騒がしく俗物な凡ゆるものから、常に遠く離れたところにサラ・バラデュールという人間はいる、というのがローゼンフィールドの認識であった。だが、今、注文した酒を飲む事をまるで失念したかのように、遠くにいるクーパーを見詰めている彼女を見た時、ローゼンフィールドがすっかり等閑視していた感情、自分の中ですっかり死んでしまったものと思い込んでいた感情が轟音の如く、その念頭で轟き始めた。仕事終わりなのであろう、気の迷いか何かでバーに立ち寄った二人の特別捜査官には、昼間の存在感がまるで無かった。ステージ上のジャズシンガーは、客を無上の眩惑に包む事に成功しており、また、客席の照明は酷く、まるで外界の闇夜に取り残されているかのようだった。その為、この二人の来訪を知った者はバーでたった三人だけであった。酒の注文を受けたバーテンダーとホーンの娘──後者は直ぐに感知した。恐らく意中の人物なのであろう、法悦さを隠す事をしないままクーパーの元へ赴き、いじらしくダンスの誘いをした少女。そして、その顛末を見ていたローゼンフィールドである。バーの中央には薄暗い光を浴びた踊り場があり、既に男女の影が幾つもあった。少女からの誘いを受ける事を躊躇していたクーパーだったが、サラが彼の持っていたグラスを取って促した。色の付着した照明が、才気と粛然さを具現させている、彼の彫刻のような顔立ちに当てられた。ローゼンフィールドは再び彼女へと瞳を転じた。その時、彼が出会ったのは、彼女の睫毛の長い、夢見るような眼差しであった。頭は軍鼓の如く鳴り響いた。耐え切れず、彼は闇夜の席を立ってしまった。
「帰ろうとしたら君らが来た」
「知ってる。
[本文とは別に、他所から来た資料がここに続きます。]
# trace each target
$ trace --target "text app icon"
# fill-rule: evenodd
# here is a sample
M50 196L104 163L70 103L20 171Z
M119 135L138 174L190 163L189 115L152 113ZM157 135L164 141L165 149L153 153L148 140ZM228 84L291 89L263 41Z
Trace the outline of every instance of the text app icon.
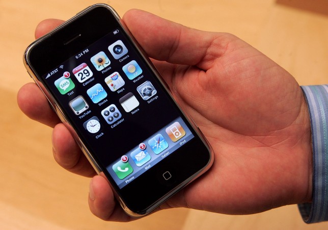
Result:
M101 115L110 124L113 124L122 117L122 114L114 104L103 109L101 111Z
M148 154L146 148L143 150L140 148L132 151L130 155L137 166L141 167L149 161L151 159L150 155Z
M131 92L122 97L119 101L125 112L127 112L132 111L139 105L139 101L133 94Z
M107 93L99 83L87 90L87 93L94 103L98 103L107 96Z
M136 78L143 72L142 69L134 60L130 61L124 66L122 69L130 80Z
M108 49L115 59L118 59L127 53L127 49L120 40L110 45Z
M79 82L83 82L93 75L93 73L86 63L82 63L72 70Z
M185 131L178 122L175 122L166 128L165 132L175 142L185 135Z
M66 78L64 76L55 81L54 85L62 94L67 93L75 87L70 78Z
M116 91L125 84L120 74L117 72L115 72L106 78L105 82L113 92Z
M124 179L133 171L128 162L123 162L121 160L115 163L112 168L120 180Z
M88 105L88 103L87 103L87 101L82 96L78 96L77 97L75 97L71 100L69 104L71 109L76 115L80 114L81 113L89 108L89 105Z
M149 140L148 144L150 146L150 149L155 154L159 154L169 147L169 144L160 134Z
M103 70L111 64L108 57L102 51L91 58L90 61L98 71Z
M149 81L138 86L136 90L144 100L148 100L157 92L153 85Z

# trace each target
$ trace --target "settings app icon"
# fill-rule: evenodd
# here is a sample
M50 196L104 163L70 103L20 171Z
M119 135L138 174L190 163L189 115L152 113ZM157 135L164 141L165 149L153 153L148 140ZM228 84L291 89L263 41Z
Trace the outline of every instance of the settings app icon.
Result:
M157 91L151 84L147 81L145 82L136 88L136 90L144 100L148 100L157 93Z

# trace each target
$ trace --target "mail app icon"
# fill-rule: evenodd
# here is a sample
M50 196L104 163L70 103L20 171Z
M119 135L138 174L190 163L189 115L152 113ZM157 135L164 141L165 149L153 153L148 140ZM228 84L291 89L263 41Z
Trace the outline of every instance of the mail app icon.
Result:
M147 149L141 150L139 148L132 151L130 156L138 167L142 166L151 159Z

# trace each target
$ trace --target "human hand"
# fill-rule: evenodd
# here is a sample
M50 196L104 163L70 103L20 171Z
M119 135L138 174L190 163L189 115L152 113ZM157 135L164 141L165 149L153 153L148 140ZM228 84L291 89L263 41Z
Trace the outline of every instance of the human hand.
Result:
M215 155L206 173L160 208L241 214L311 200L308 111L290 74L230 34L187 28L136 10L123 20ZM44 21L36 37L62 22ZM54 126L53 154L60 165L83 175L95 174L35 84L21 89L18 102L30 117ZM89 201L99 218L133 219L124 214L101 176L92 180Z

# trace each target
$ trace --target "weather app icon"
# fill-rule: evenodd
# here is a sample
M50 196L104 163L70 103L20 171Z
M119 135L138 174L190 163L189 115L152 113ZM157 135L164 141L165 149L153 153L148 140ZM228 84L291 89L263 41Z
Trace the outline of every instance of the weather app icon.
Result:
M107 96L107 93L99 83L88 89L87 93L94 103L98 103Z
M122 69L123 69L126 76L130 80L136 78L143 72L142 69L134 60L131 61L124 66Z

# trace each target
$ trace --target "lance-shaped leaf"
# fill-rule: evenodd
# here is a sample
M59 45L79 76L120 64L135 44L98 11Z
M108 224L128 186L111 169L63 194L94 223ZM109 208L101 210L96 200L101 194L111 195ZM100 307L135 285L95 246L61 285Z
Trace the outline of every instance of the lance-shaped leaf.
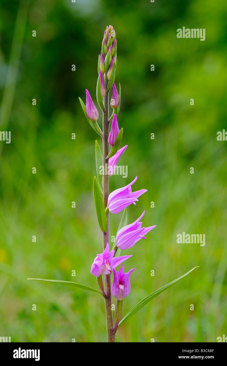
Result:
M98 183L101 191L102 193L102 175L99 173L100 167L102 167L102 154L97 140L95 140L95 163L96 164L96 171L97 172Z
M94 177L94 193L98 221L102 231L103 232L106 232L108 229L108 226L102 195L95 176Z
M143 300L140 301L140 302L138 303L137 305L136 305L135 306L133 307L131 310L129 311L127 314L126 314L125 317L123 318L123 319L119 323L119 325L118 326L120 326L122 323L124 323L125 320L127 320L127 319L129 319L131 317L134 315L137 311L138 311L139 310L143 307L144 306L147 305L148 303L151 300L152 300L158 295L159 295L160 294L161 294L163 292L163 291L167 290L168 287L172 286L173 285L174 283L175 283L175 282L177 282L178 281L181 280L181 279L183 278L184 277L185 277L186 276L190 273L190 272L192 272L192 271L195 268L197 268L199 267L199 266L197 266L197 267L194 267L194 268L192 268L187 273L185 273L183 276L181 276L180 277L179 277L177 278L176 280L174 280L174 281L172 281L171 282L170 282L169 283L167 283L167 285L165 285L164 286L163 286L162 287L161 287L160 288L159 288L158 290L156 290L156 291L155 291L154 292L152 292L151 294L147 297L145 298Z
M102 131L100 128L100 127L99 126L98 124L97 123L97 121L95 121L94 122L91 121L90 118L87 116L87 112L86 112L86 106L85 105L84 103L83 102L82 99L79 97L79 99L80 102L80 104L81 104L81 107L82 107L83 110L83 111L84 114L86 116L86 118L87 118L87 120L88 121L89 124L92 127L94 131L95 131L97 134L100 135L102 137L103 137L103 134L102 133Z
M110 150L109 154L106 157L107 159L109 159L111 158L111 156L113 156L118 151L119 146L121 144L121 139L122 139L122 135L123 135L123 128L121 128L120 131L117 137L117 138L115 140L115 142L114 142L114 145L112 147L112 149Z
M65 283L67 285L70 285L71 286L74 286L76 287L79 287L79 288L83 288L83 290L87 290L88 291L93 291L94 292L98 292L98 294L101 294L103 295L103 294L100 291L95 290L94 288L89 287L86 285L82 285L81 283L77 283L76 282L72 282L70 281L61 281L58 280L44 280L42 278L27 278L27 280L35 280L37 281L45 281L48 282L57 282L58 283Z
M118 107L116 109L115 113L116 115L118 114L119 113L119 111L120 110L120 107L121 107L121 84L119 83L119 104Z
M122 216L121 216L121 220L120 223L119 224L119 225L118 227L118 229L117 229L117 232L119 231L121 229L124 227L124 226L126 226L128 223L128 212L127 211L127 209L125 208L123 212L123 213L122 214ZM114 240L114 243L113 245L113 248L112 249L115 249L115 246L116 245L116 238L115 237L115 240ZM120 253L121 253L121 249L119 249L119 248L117 248L117 251L116 252L116 254L115 256L116 257L120 257Z
M104 105L103 104L102 98L101 96L101 81L100 75L99 75L96 86L96 98L100 108L103 111L105 111Z

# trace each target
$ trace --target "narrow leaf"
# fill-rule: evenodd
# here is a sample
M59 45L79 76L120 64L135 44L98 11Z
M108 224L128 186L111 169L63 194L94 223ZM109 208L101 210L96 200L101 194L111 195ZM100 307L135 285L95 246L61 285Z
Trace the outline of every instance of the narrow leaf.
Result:
M148 295L148 296L147 296L147 297L145 298L143 300L142 300L140 302L138 303L135 306L133 307L133 308L131 309L129 311L128 314L126 314L125 316L124 317L122 320L121 320L119 323L119 326L125 321L125 320L127 320L127 319L130 318L133 315L134 315L134 314L137 313L137 311L139 311L139 310L140 310L140 309L142 309L142 308L145 306L145 305L146 305L146 304L150 301L151 300L152 300L153 299L156 297L156 296L158 296L158 295L159 295L160 294L161 294L162 292L163 292L163 291L165 291L165 290L167 290L168 287L170 287L170 286L172 286L172 285L173 285L174 283L175 283L175 282L177 282L177 281L181 280L182 278L183 278L184 277L185 277L185 276L187 276L187 274L190 273L190 272L192 272L192 271L195 268L197 268L198 267L199 267L199 266L197 266L197 267L194 267L194 268L192 268L192 269L189 271L188 272L187 272L187 273L185 273L184 274L183 274L183 276L181 276L180 277L179 277L178 278L177 278L176 280L174 280L174 281L172 281L171 282L170 282L169 283L167 283L167 285L165 285L163 286L162 287L161 287L160 288L159 288L158 290L156 290L156 291L155 291L154 292L152 292L150 295Z
M98 183L102 193L103 193L102 178L102 175L99 174L99 167L102 166L102 154L97 140L95 140L95 163Z
M112 147L109 155L106 157L107 159L109 159L111 156L113 156L116 153L121 144L121 139L122 139L122 135L123 135L123 128L121 128L119 133L117 137L117 138L115 140L114 145Z
M92 127L94 131L95 131L95 132L97 132L97 134L100 135L102 137L103 137L102 131L97 123L97 121L95 121L94 122L93 121L91 121L91 120L88 117L86 112L86 106L84 103L83 102L82 99L79 97L79 100L80 100L80 104L81 104L81 107L82 107L83 110L83 111L84 113L86 116L86 118L89 122L89 124Z
M103 232L106 232L108 229L108 226L102 195L95 176L94 177L94 193L98 221L102 231Z
M94 288L92 288L88 286L85 285L82 285L80 283L76 283L76 282L71 282L69 281L61 281L58 280L43 280L42 278L27 278L27 280L35 280L37 281L46 281L48 282L57 282L59 283L66 283L67 285L71 285L71 286L75 286L76 287L79 287L80 288L83 288L84 290L88 290L88 291L93 291L95 292L98 292L103 295L100 291L95 290Z

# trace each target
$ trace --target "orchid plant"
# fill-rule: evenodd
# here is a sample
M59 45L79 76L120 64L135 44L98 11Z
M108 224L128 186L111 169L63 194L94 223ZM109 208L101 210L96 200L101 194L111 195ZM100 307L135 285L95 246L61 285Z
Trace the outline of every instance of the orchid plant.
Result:
M120 109L121 96L121 85L119 83L118 94L115 84L117 64L116 33L113 27L110 25L106 27L104 32L98 66L98 76L96 96L97 101L102 112L102 130L97 122L99 116L98 111L88 91L86 89L86 105L80 98L79 98L88 122L93 130L101 137L102 142L102 153L98 141L95 141L97 178L95 176L94 180L94 195L98 220L102 232L103 252L97 254L91 270L91 274L97 278L100 291L71 281L28 279L68 284L100 294L105 300L108 342L115 342L116 332L124 322L154 298L197 268L194 267L180 277L149 295L136 305L122 318L123 301L130 292L129 277L135 268L131 269L128 272L124 272L122 264L131 258L132 255L120 255L121 251L131 248L141 239L145 239L145 235L156 225L142 227L142 222L140 220L143 217L145 211L134 222L127 224L126 208L131 204L136 206L136 202L138 201L139 198L147 190L141 189L132 191L132 186L137 180L137 176L125 187L116 189L110 194L109 192L110 177L114 173L119 158L128 147L128 145L125 145L120 149L123 128L119 129L117 117ZM109 94L111 90L112 96L110 100ZM111 116L109 115L110 107L113 110ZM103 169L100 170L102 167ZM114 214L121 212L122 212L122 216L115 242L111 250L110 250L109 214L110 213ZM133 261L131 258L129 263L130 261ZM121 265L120 269L117 270L116 269ZM117 299L114 322L112 295Z

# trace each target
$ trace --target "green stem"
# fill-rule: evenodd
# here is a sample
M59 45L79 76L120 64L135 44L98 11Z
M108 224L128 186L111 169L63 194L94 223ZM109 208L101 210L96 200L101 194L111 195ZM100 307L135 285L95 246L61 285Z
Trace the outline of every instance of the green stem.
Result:
M108 79L106 75L105 88L106 90L108 84ZM104 105L105 111L103 112L103 166L108 164L108 160L106 157L109 153L109 144L108 138L109 136L109 125L108 122L109 114L109 93L106 92L104 98ZM109 195L109 176L108 174L105 174L103 176L103 201L104 207L107 207L108 203L108 198ZM106 232L103 233L103 247L105 249L107 243L109 242L109 218L107 216L107 224L108 229ZM111 279L110 274L104 275L105 283L105 292L106 297L105 298L105 308L106 310L106 330L107 332L107 341L114 342L115 341L115 333L113 329L113 313L111 310L112 301L111 299Z

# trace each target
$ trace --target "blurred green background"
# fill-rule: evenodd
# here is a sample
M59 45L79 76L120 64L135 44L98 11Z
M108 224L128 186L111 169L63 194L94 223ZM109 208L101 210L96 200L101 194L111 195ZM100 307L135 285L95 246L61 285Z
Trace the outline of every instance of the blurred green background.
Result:
M85 101L87 88L95 101L109 24L118 42L121 146L128 145L119 161L128 177L112 177L110 189L138 175L134 190L148 190L129 208L129 223L145 209L144 224L157 225L124 252L133 254L125 270L136 268L124 314L200 266L124 323L116 341L216 342L227 336L227 142L216 139L227 129L226 1L1 0L0 18L0 130L11 132L10 144L0 141L0 336L106 341L101 296L26 279L97 288L90 270L102 235L92 184L95 140L101 141L78 97ZM177 38L183 26L205 28L205 41ZM110 216L111 235L121 216ZM205 234L205 246L177 244L183 231Z

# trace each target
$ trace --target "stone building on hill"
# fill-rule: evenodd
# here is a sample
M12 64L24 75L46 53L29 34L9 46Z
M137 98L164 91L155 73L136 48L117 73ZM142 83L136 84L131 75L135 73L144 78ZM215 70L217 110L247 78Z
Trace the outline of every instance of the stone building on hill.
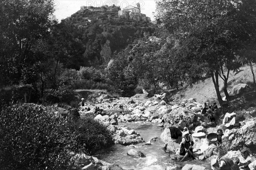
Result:
M145 14L140 13L140 3L137 4L137 7L129 5L124 8L123 10L118 11L118 16L127 20L136 20L137 21L151 21L149 17Z

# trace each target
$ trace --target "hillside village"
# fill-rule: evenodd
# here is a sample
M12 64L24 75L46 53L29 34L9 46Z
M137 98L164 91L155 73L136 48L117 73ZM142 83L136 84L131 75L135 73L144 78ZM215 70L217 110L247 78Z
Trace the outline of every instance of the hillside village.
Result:
M78 15L77 21L88 22L87 23L93 23L101 24L107 23L109 20L119 20L122 19L151 22L149 17L140 12L139 3L137 4L136 7L129 5L124 8L123 10L121 10L119 6L116 6L114 5L111 6L105 5L101 7L81 6L79 11L84 14L81 17ZM85 14L85 13L92 14L93 16L89 16Z

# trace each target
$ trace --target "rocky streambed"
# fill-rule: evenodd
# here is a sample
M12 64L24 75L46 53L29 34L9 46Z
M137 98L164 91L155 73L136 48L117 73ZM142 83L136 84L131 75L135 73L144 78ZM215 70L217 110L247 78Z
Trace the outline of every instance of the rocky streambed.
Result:
M198 102L194 99L184 100L178 103L166 103L163 96L147 99L146 94L140 94L131 98L118 99L110 98L108 95L104 95L98 97L96 101L94 103L87 103L85 106L80 107L80 117L82 119L87 116L94 118L112 132L116 144L111 150L102 151L101 153L100 152L96 156L113 163L103 163L96 157L80 155L78 163L84 169L116 170L122 169L122 167L133 169L209 169L211 158L205 160L203 156L204 151L207 150L209 145L205 136L202 137L202 136L194 135L193 138L195 143L193 151L199 160L179 163L177 161L180 160L182 157L176 153L179 143L172 139L169 128L171 126L177 127L182 131L186 127L195 134L204 132L205 135L216 133L218 128L221 128L224 132L225 145L228 146L228 148L226 148L226 157L234 160L240 155L240 152L238 150L241 147L248 148L253 154L256 153L255 108L244 110L243 113L246 115L246 119L242 122L238 122L237 120L235 120L236 114L235 113L227 118L222 118L226 119L226 122L221 122L221 119L220 121L216 122L217 123L206 120L206 118L201 114L203 103ZM95 113L94 109L87 111L86 108L88 107L91 109L99 107L103 109L103 111L100 114ZM234 119L235 122L240 123L240 128L233 128L231 125L231 122L234 122ZM130 125L125 124L128 123L130 124ZM143 125L145 123L154 124L154 127L159 127L162 133L158 136L151 136L152 138L145 141L143 136L138 132L139 130L137 130L139 129L133 128L134 126L133 125ZM154 150L159 151L159 154L148 151ZM104 152L112 152L113 153L108 154L104 153ZM120 152L122 152L121 155L117 154ZM111 161L114 159L106 158L115 156L117 159L128 160L132 164L128 163L123 165L122 167L120 164L119 166L115 165L118 162ZM157 166L157 162L165 162ZM135 165L129 166L133 164L133 162ZM122 162L120 162L122 164ZM145 165L140 165L141 164Z

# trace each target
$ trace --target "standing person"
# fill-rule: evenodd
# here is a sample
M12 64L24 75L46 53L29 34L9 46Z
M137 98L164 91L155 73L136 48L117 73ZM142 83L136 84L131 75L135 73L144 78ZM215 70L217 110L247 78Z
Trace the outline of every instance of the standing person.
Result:
M235 164L239 166L240 170L244 170L244 168L248 167L249 164L251 163L252 158L246 148L242 147L239 150L241 155L238 157L237 160L235 162Z
M256 160L251 163L248 165L250 170L256 170Z
M82 98L81 99L82 99L82 106L84 106L84 99Z
M223 131L221 129L218 129L217 130L217 140L218 141L217 145L221 144L222 143L222 139L223 138Z
M185 128L184 128L184 129L183 130L183 133L186 132L186 131L189 131L189 135L192 135L192 133L191 133L191 131L190 130L189 130L189 129L188 129L188 128L187 127L185 127Z
M217 103L216 102L213 102L213 109L218 109L218 105L217 105Z
M204 108L203 109L203 110L202 110L202 114L204 115L205 114L205 113L206 113L206 112L207 111L207 110L208 110L208 107L207 106L207 104L206 104L206 103L204 103Z
M192 147L193 145L194 141L191 136L189 136L189 133L188 131L186 131L183 134L182 141L180 144L180 155L184 156L180 161L184 161L187 158L191 158L193 159L196 159L195 156L193 153Z

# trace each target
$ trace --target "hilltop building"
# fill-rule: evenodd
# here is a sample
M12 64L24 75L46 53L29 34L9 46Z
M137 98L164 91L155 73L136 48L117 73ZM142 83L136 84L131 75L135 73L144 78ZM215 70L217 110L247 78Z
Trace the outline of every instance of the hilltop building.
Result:
M134 7L129 5L124 8L123 10L118 11L118 16L127 20L133 20L137 21L151 21L149 17L145 14L140 13L140 3L136 4L137 6Z

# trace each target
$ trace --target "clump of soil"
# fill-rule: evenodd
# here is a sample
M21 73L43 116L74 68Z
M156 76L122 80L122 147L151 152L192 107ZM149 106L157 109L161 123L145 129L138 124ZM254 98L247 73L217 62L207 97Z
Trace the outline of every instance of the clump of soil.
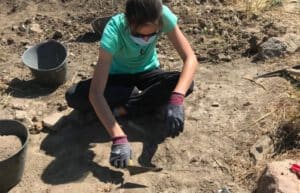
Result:
M21 147L21 140L17 136L0 135L0 161L14 155Z
M300 149L300 118L283 124L276 132L276 153Z

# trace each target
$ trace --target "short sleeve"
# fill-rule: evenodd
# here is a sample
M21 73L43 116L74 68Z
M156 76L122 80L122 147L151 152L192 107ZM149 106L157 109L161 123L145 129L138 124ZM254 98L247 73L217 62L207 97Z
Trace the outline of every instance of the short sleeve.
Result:
M162 31L167 33L174 29L177 25L177 16L165 5L162 10L163 28Z
M100 40L100 47L114 55L119 49L118 26L114 17L106 24Z

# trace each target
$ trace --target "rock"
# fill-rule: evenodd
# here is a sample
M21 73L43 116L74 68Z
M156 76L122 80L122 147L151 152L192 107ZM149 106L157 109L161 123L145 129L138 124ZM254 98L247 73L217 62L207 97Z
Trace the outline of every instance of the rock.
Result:
M300 49L300 36L296 34L286 34L282 37L283 42L287 46L288 53L295 53Z
M52 36L52 39L58 40L58 39L60 39L62 37L63 37L63 35L62 35L62 33L60 31L55 31L54 34L53 34L53 36Z
M281 38L272 37L260 45L259 58L265 60L273 57L281 57L286 52L286 43Z
M220 105L219 105L219 103L217 103L217 102L213 102L213 104L211 105L212 107L219 107Z
M57 130L63 120L63 117L64 114L62 113L53 113L43 119L43 126L51 130Z
M269 136L262 136L250 149L250 156L255 163L266 158L267 154L274 151L273 141Z
M34 33L42 33L43 30L41 29L41 26L37 23L32 23L29 25L29 31Z
M299 179L290 171L294 163L296 162L293 160L269 163L254 193L299 193Z
M224 62L230 62L231 61L231 57L225 54L218 54L218 59Z
M7 45L12 45L12 44L14 44L15 43L15 40L14 39L12 39L12 38L8 38L7 39Z
M27 27L24 24L20 25L18 29L19 29L20 32L26 32L27 31Z
M28 105L24 102L24 100L14 100L11 108L14 110L25 110L28 108Z
M206 62L209 60L209 56L205 53L197 54L197 59L199 62Z
M91 67L97 66L97 63L98 63L98 62L93 62L93 63L91 64Z
M17 120L22 121L22 120L26 119L26 117L27 117L27 113L25 111L17 110L15 112L15 118Z

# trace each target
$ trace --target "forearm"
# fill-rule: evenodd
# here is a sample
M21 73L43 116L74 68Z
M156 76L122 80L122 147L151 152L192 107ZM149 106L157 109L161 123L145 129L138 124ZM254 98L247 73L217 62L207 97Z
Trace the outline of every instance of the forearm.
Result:
M192 84L194 74L198 65L196 56L194 54L190 57L187 57L183 62L184 65L182 68L182 72L180 74L178 83L174 89L174 92L181 94L185 94L189 89L190 85Z
M90 102L111 138L125 135L124 131L114 118L103 94L91 93Z

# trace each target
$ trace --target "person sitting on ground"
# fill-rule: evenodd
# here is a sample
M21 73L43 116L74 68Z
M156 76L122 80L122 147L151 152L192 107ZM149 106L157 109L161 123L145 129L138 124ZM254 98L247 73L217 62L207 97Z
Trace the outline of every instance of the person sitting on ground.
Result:
M181 72L160 68L156 43L163 33L183 60ZM79 111L94 110L112 138L111 165L126 167L132 149L116 116L152 116L163 107L166 137L178 136L197 64L177 17L161 0L127 0L125 13L113 16L104 28L93 78L72 86L66 100Z

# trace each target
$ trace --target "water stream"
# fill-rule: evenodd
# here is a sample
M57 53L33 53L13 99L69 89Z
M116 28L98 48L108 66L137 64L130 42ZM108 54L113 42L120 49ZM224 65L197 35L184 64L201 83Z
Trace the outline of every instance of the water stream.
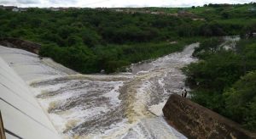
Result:
M23 74L64 138L186 138L166 124L162 108L172 93L180 94L184 87L185 76L180 69L196 61L191 54L198 45L189 45L183 52L149 63L132 64L132 73L110 75L76 74L26 52L0 48L13 57L32 57L26 64L40 67L42 71L30 75L20 71L24 61L10 65ZM3 53L5 60L14 61Z

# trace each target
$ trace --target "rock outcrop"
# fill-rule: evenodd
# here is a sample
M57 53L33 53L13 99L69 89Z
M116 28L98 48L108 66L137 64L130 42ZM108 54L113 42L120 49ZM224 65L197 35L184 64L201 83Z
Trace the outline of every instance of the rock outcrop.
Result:
M20 48L36 54L38 54L41 47L41 45L38 43L12 37L0 38L0 45L8 47Z
M163 113L168 123L189 138L256 138L238 124L177 94L169 97Z

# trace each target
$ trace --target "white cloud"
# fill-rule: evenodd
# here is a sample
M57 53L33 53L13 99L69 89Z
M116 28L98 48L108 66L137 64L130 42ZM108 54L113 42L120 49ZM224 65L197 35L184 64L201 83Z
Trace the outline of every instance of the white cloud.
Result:
M253 1L255 0L0 0L0 4L19 7L189 7Z

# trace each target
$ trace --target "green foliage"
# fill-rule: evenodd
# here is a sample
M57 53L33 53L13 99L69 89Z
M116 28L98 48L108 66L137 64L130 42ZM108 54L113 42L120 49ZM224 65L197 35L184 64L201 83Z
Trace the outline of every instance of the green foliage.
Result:
M104 69L110 73L131 63L179 51L189 37L237 35L256 22L255 14L247 11L253 4L232 7L213 4L202 8L132 8L138 11L136 14L113 12L114 8L58 12L29 8L21 13L0 10L0 37L18 37L41 43L42 56L53 58L79 72L99 72ZM142 14L145 10L164 14ZM190 14L166 15L179 11ZM174 41L178 44L168 44ZM68 51L79 53L74 56ZM69 61L78 56L84 59L77 60L76 64L81 66ZM93 64L83 63L88 59Z
M256 39L241 40L234 50L218 39L202 42L194 53L200 61L183 69L192 100L255 131Z
M224 93L225 114L256 131L256 71L250 72Z

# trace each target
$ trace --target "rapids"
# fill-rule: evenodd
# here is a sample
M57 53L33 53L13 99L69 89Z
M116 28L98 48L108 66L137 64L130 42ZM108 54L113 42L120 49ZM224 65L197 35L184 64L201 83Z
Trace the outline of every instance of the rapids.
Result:
M0 47L0 54L30 84L63 138L186 138L165 121L162 108L185 87L180 69L196 61L198 46L109 75L80 75L19 49Z

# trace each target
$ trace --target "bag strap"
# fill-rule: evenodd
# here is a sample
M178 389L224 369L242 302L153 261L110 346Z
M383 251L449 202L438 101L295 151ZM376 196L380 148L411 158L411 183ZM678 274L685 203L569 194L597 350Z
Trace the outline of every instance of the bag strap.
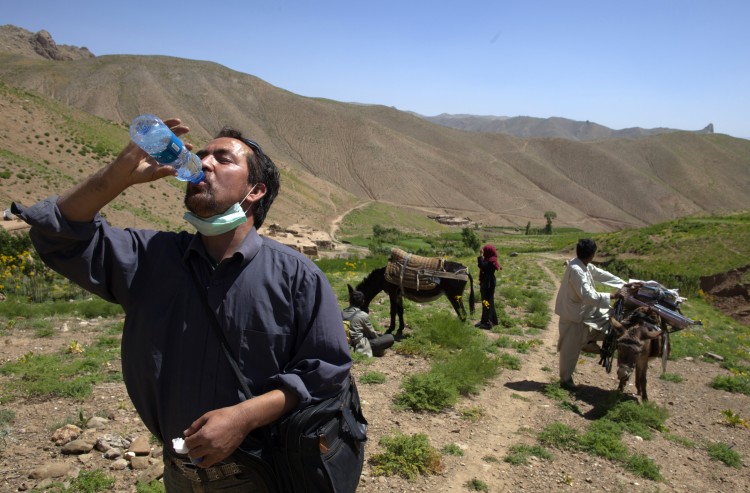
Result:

貴方があの席にいて、こっちを見てたのも」
ローゼンフィールドはその日、自分でもどうしてか気付かぬまま、仕事に興味が湧かなかったばかりか、無意識の内に仕事から解放されようと努めてさえいた。これまで重要に思われ、彼を喜ばせていたものが、その日だけは下らぬ事に思われた。よく考え、判断する為に、解放される必要があるのだという気がしていた。結局、彼は仕事から解放される事はなかったが、ツイン・ピークスの町の中を移動する際、一人になる事が出来た。無駄に広い為に手入れが施されていない庭や、鬱然とした森林など、それらの場所は全て断片的な思い出によって、心を捉える思い出によって存在していた。息を吹き返すような空気の中、自分は何事かを思い巡らしているのだと心に言い聞かせはするものの、何一つ思い巡らしている訳ではなく、行く先々で狂おしく、サラの姿を見る事が出来るのではないかとローゼンフィールドは感じた。自分がこれ程に彼女を欲している事を、何かの奇跡で彼女が悟り、此処なり、何処か誰にも見られぬところなりへ突然現れてくれる事を、さもなければ、誰一人、彼女自身にさえ自分の姿が見えぬような、月のない夜更け、そのような夜更けに、あの夜のように、彼女が自分の元へ忍んで来てくれる事を自分は待ち望んでいるのだと、彼は感じていたのだった……。
ローゼンフィールドが何より辟易していたのは、自分が打ち負かされ、自分には意志がなく、自分を動かす他の力が存在すると感じた事だった。今日、救われたのは偶然に過ぎず、今日でなければ明日か明後日、自分はどの道破滅すると感じた事だった──そう、破滅するんだ。この町の連中の目の前で、サラの事を愛しているクーパーを、俺ではなく彼女に裏切らせるなんぞ、これが破滅ではないだろうか。その後、ノコノコと生きて行く訳に行かない程に恐ろしい破滅ではないか。当然この有り様ではいけない、何とか手を打たなければ……だが、どうすれば良い。本当に俺はこのまま破滅するんだろうか?ローゼンフィールドは自分自身に言った。何か手を打てないものか?そうだ、何とかしなければ。彼女の事を考えてはいけないんだ。この事は破滅以外、他に理解しようがなかった。彼は自分自身に考えるなと命じた。その癖、直ぐに彼は考え始め、目蓋の裏に彼女の面影を見るのだった──彼は答えた。そして、例えこの場で直ぐ、永遠の地獄へ落とされようとも、自分はその嘘を言っただろうと思った。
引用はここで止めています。